1

I am trying to understand how the MNIST example in the Matconvnet is designed. It looks like they are using a LeNet variation, but since I did not use Matconvnet before, I am having difficulties how the connection between the last convolutional layer and first fully connected layer has been established:

net.layers = {} ;
net.layers{end+1} = struct('type', 'conv', ...
                       'weights', {{f*randn(5,5,1,20, 'single'), zeros(1, 20, 'single')}}, ...
                       'stride', 1, ...
                       'pad', 0) ;
net.layers{end+1} = struct('type', 'pool', ...
                       'method', 'max', ...
                       'pool', [2 2], ...
                       'stride', 2, ...
                       'pad', 0) ;
net.layers{end+1} = struct('type', 'conv', ...
                       'weights', {{f*randn(5,5,20,50, 'single'),zeros(1,50,'single')}}, ...
                       'stride', 1, ...
                       'pad', 0) ;
net.layers{end+1} = struct('type', 'pool', ...
                       'method', 'max', ...
                       'pool', [2 2], ...
                       'stride', 2, ...
                       'pad', 0) ;
net.layers{end+1} = struct('type', 'conv', ...
                       'weights', {{f*randn(4,4,50,500, 'single'),  zeros(1,500,'single')}}, ...
                       'stride', 1, ...
                       'pad', 0) ;
net.layers{end+1} = struct('type', 'relu') ;
net.layers{end+1} = struct('type', 'conv', ...
                       'weights', {{f*randn(1,1,500,10, 'single'), zeros(1,10,'single')}}, ...
                       'stride', 1, ...
                       'pad', 0) ;
net.layers{end+1} = struct('type', 'softmaxloss') ;

Usually, in libraries like Tensorflow and MxNet, the last convolutional layer is flattened and then connected to the fully connected one. Here, as far as I understand they interpret the first fully connected layer, with the weights {{f*randn(4,4,50,500, 'single'), zeros(1,500,'single')}} as a fully connected layer, but this layer still gives a three dimensional activation map as its result.
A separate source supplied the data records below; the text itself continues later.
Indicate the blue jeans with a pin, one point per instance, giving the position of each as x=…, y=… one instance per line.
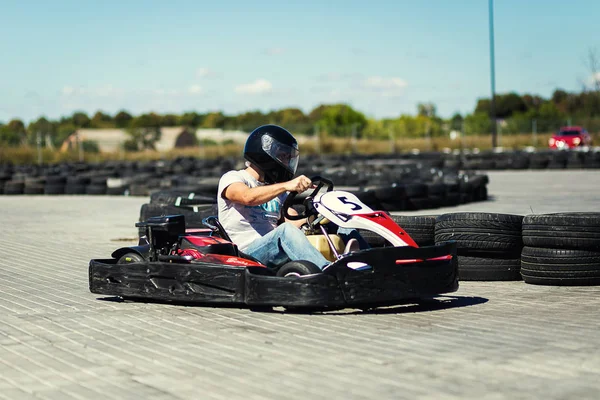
x=283, y=244
x=287, y=243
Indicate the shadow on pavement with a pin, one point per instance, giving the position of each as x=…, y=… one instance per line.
x=413, y=306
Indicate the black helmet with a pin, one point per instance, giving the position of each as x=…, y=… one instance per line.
x=275, y=151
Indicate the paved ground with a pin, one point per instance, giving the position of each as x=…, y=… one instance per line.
x=488, y=341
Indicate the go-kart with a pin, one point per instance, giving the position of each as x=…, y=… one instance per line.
x=205, y=267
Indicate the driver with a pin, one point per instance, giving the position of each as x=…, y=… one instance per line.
x=250, y=200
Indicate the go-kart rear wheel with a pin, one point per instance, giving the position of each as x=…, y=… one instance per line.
x=298, y=268
x=130, y=258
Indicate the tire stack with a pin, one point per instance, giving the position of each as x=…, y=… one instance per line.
x=561, y=249
x=189, y=204
x=488, y=244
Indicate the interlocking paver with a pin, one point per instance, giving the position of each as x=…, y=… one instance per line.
x=490, y=340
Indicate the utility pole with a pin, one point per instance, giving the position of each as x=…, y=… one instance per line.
x=493, y=76
x=38, y=141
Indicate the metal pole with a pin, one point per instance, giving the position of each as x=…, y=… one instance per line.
x=493, y=76
x=38, y=142
x=80, y=147
x=353, y=141
x=318, y=138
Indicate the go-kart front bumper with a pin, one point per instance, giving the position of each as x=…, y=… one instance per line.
x=396, y=274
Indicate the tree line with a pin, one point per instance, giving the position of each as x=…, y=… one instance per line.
x=515, y=112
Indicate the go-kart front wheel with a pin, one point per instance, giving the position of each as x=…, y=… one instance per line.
x=298, y=268
x=130, y=258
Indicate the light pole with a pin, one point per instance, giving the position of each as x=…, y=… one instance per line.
x=493, y=76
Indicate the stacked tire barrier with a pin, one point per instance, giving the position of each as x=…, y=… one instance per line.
x=545, y=249
x=488, y=244
x=561, y=249
x=388, y=183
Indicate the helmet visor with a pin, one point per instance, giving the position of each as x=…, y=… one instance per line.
x=286, y=155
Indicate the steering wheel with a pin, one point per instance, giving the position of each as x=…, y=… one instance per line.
x=308, y=207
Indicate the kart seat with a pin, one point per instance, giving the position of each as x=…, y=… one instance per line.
x=165, y=227
x=209, y=245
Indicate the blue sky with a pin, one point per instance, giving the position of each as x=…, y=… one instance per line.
x=382, y=57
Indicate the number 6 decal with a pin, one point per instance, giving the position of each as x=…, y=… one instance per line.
x=344, y=200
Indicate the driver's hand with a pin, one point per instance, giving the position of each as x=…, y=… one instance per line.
x=299, y=184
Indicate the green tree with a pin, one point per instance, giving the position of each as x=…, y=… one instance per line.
x=456, y=122
x=44, y=129
x=191, y=119
x=101, y=120
x=169, y=120
x=145, y=131
x=13, y=133
x=122, y=119
x=478, y=124
x=340, y=120
x=214, y=120
x=80, y=120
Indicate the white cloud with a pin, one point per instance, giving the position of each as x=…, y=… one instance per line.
x=107, y=91
x=72, y=91
x=195, y=89
x=381, y=83
x=274, y=51
x=205, y=73
x=259, y=86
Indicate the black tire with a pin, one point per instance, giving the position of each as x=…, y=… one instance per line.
x=74, y=189
x=560, y=267
x=562, y=230
x=489, y=269
x=14, y=187
x=34, y=189
x=54, y=189
x=180, y=197
x=130, y=258
x=298, y=268
x=95, y=189
x=476, y=232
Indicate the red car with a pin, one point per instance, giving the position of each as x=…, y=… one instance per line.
x=570, y=136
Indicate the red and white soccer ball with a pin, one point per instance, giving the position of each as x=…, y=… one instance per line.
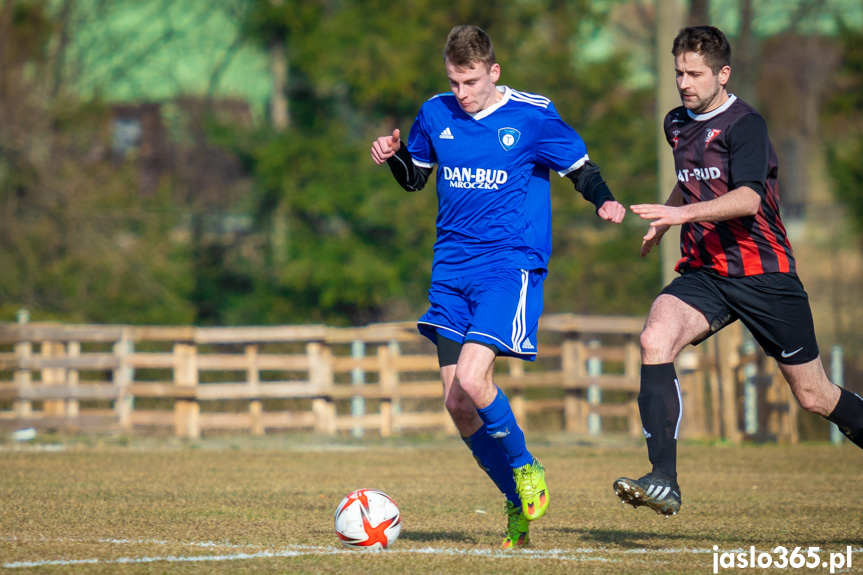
x=368, y=519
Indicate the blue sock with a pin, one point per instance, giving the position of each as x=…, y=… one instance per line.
x=501, y=425
x=493, y=460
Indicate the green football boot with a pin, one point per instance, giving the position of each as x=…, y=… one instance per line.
x=530, y=485
x=517, y=527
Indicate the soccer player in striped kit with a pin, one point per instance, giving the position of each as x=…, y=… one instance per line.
x=494, y=147
x=737, y=263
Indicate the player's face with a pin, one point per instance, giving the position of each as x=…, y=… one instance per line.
x=474, y=88
x=700, y=89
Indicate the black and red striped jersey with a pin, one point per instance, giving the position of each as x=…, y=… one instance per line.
x=717, y=152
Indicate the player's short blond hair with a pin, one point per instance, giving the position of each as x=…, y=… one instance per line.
x=468, y=45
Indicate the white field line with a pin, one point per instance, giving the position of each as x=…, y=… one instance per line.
x=581, y=554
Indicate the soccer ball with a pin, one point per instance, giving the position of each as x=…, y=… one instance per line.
x=368, y=519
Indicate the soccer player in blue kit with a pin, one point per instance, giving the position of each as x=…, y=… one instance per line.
x=494, y=147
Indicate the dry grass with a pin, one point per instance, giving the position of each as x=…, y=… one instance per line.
x=148, y=506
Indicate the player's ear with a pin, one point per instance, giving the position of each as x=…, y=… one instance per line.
x=724, y=75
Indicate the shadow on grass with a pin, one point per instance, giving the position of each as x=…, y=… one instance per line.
x=621, y=538
x=425, y=536
x=629, y=539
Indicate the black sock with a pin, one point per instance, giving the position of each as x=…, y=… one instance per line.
x=848, y=416
x=660, y=409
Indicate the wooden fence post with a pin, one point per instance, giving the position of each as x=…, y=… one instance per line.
x=23, y=379
x=253, y=380
x=186, y=409
x=574, y=403
x=123, y=378
x=73, y=349
x=321, y=376
x=55, y=377
x=728, y=360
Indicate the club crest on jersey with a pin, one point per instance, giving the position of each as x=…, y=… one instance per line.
x=508, y=137
x=711, y=133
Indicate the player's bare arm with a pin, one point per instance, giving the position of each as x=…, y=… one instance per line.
x=654, y=234
x=740, y=202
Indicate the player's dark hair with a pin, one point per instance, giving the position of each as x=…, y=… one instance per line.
x=708, y=41
x=468, y=45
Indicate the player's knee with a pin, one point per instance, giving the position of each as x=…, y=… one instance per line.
x=459, y=406
x=812, y=402
x=655, y=346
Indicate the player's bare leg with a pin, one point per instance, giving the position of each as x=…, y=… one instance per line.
x=474, y=376
x=489, y=455
x=671, y=325
x=817, y=394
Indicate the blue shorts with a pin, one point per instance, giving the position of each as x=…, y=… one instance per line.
x=499, y=308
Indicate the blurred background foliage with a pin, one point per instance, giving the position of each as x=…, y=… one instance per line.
x=208, y=162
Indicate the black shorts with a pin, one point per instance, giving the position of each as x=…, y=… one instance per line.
x=773, y=307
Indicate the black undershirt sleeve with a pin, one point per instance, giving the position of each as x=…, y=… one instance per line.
x=589, y=183
x=749, y=153
x=409, y=176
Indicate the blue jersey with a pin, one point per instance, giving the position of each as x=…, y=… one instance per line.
x=494, y=204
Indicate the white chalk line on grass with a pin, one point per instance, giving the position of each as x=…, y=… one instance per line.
x=581, y=554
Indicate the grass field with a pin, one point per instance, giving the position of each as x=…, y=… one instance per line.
x=265, y=505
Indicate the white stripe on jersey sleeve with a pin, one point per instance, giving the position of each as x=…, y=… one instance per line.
x=575, y=166
x=535, y=99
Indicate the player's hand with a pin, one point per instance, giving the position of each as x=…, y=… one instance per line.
x=386, y=147
x=611, y=211
x=652, y=238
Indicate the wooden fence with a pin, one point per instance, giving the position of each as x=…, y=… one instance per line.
x=379, y=379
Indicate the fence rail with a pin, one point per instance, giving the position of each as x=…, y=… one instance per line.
x=380, y=378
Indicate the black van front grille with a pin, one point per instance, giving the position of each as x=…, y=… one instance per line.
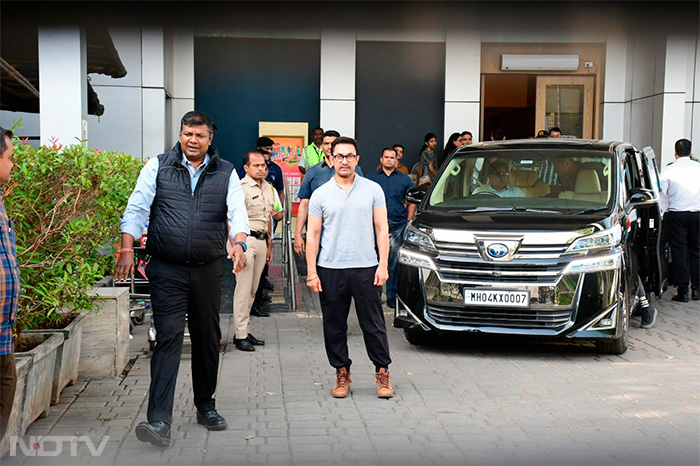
x=498, y=317
x=499, y=272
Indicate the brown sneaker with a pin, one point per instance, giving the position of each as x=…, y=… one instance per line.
x=384, y=389
x=342, y=383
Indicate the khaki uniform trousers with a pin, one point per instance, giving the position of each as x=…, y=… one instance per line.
x=247, y=281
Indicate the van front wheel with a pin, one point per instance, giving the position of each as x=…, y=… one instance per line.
x=620, y=344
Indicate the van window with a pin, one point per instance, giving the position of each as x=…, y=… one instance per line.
x=564, y=181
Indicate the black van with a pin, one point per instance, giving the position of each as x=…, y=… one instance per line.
x=538, y=237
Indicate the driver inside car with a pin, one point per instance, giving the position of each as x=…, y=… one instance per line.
x=499, y=182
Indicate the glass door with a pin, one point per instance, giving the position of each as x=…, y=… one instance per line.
x=565, y=102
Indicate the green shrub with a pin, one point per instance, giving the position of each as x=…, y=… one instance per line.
x=65, y=203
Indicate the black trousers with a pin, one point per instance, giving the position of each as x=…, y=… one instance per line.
x=339, y=287
x=684, y=238
x=178, y=291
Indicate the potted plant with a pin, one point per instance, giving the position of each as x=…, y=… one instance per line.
x=65, y=204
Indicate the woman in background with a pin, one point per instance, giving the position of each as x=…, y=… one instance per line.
x=428, y=160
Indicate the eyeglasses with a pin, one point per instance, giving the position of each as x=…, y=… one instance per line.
x=339, y=158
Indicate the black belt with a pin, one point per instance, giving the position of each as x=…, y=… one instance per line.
x=259, y=235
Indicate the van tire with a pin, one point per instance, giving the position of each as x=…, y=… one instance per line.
x=620, y=344
x=419, y=337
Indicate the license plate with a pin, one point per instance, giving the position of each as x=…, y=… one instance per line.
x=496, y=298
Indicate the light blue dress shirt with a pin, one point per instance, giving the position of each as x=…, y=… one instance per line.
x=139, y=207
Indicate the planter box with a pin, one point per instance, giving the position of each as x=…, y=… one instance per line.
x=37, y=393
x=14, y=427
x=68, y=357
x=104, y=350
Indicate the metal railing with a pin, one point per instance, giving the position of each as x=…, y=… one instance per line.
x=288, y=264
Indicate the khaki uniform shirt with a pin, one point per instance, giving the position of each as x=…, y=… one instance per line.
x=259, y=201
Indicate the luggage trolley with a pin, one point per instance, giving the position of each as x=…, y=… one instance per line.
x=139, y=295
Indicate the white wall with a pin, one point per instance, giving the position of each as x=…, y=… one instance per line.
x=692, y=96
x=121, y=127
x=337, y=91
x=462, y=82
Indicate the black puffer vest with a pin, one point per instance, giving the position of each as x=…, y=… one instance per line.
x=189, y=228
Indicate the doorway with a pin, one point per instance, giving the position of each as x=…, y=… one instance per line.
x=509, y=103
x=567, y=103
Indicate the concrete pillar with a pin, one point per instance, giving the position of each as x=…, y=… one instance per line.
x=674, y=90
x=338, y=56
x=62, y=85
x=153, y=92
x=181, y=75
x=615, y=106
x=462, y=82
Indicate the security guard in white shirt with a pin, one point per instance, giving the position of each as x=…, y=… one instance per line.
x=259, y=202
x=681, y=193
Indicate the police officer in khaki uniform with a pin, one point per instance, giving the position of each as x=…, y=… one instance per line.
x=259, y=202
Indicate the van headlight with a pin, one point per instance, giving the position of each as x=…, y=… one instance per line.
x=594, y=264
x=419, y=238
x=606, y=239
x=415, y=259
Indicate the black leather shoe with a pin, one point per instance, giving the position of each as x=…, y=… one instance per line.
x=681, y=297
x=211, y=420
x=258, y=312
x=156, y=433
x=255, y=341
x=243, y=344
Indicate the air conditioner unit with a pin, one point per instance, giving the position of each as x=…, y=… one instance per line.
x=512, y=62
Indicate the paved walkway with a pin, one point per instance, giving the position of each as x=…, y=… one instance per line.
x=466, y=401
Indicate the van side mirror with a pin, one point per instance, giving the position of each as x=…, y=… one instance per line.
x=416, y=195
x=640, y=197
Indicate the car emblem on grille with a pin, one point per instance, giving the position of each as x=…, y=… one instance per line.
x=497, y=250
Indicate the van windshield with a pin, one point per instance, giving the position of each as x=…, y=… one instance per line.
x=550, y=180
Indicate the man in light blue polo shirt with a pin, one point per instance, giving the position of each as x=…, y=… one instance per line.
x=345, y=216
x=315, y=177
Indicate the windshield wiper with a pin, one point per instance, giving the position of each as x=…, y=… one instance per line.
x=481, y=210
x=505, y=209
x=537, y=211
x=585, y=211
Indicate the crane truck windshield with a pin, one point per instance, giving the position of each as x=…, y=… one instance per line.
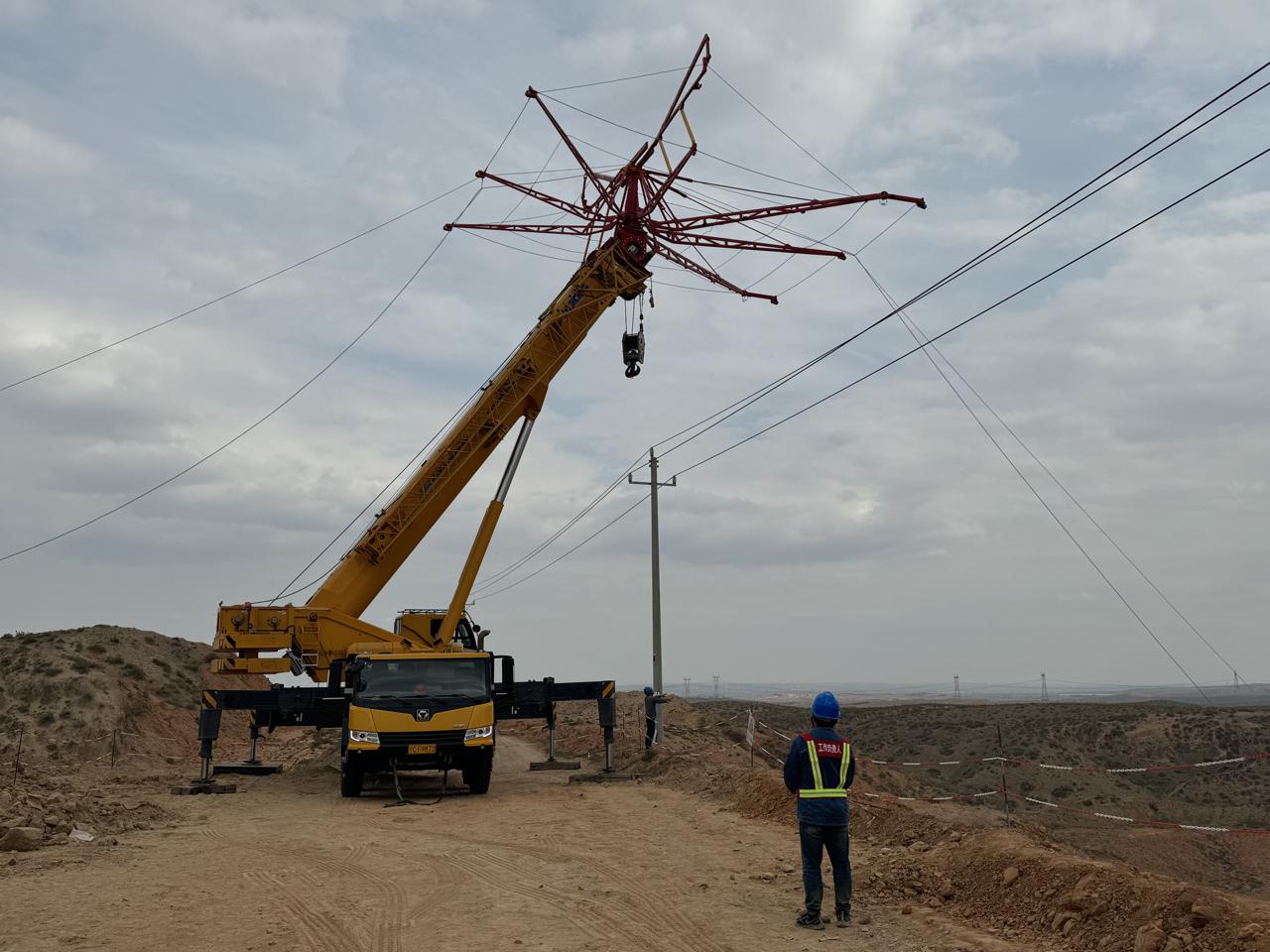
x=440, y=678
I don't see how the "flattening" happens here. I need help on how the convolutional layer-fully connected layer connection is established here.

Ufuk Can Bicici
  • 3,589
  • 4
  • 28
  • 57

1 Answers1

1

As far as I know, you should only substitute the fully connected layer with a convolutional layer which has filters with width and height equal to the width and height of the input. And in fact, you don't need to flatten the data before fully connected layer in the Matconvnet (a flat data has got 1x1xDxN shape). In your case, using a kernel with the same spatial size of the input, i.e. 4x4, would operate as FC layers and its output would be 1 x 1 x 500 x B. (B stands for the fourth dimension in the input)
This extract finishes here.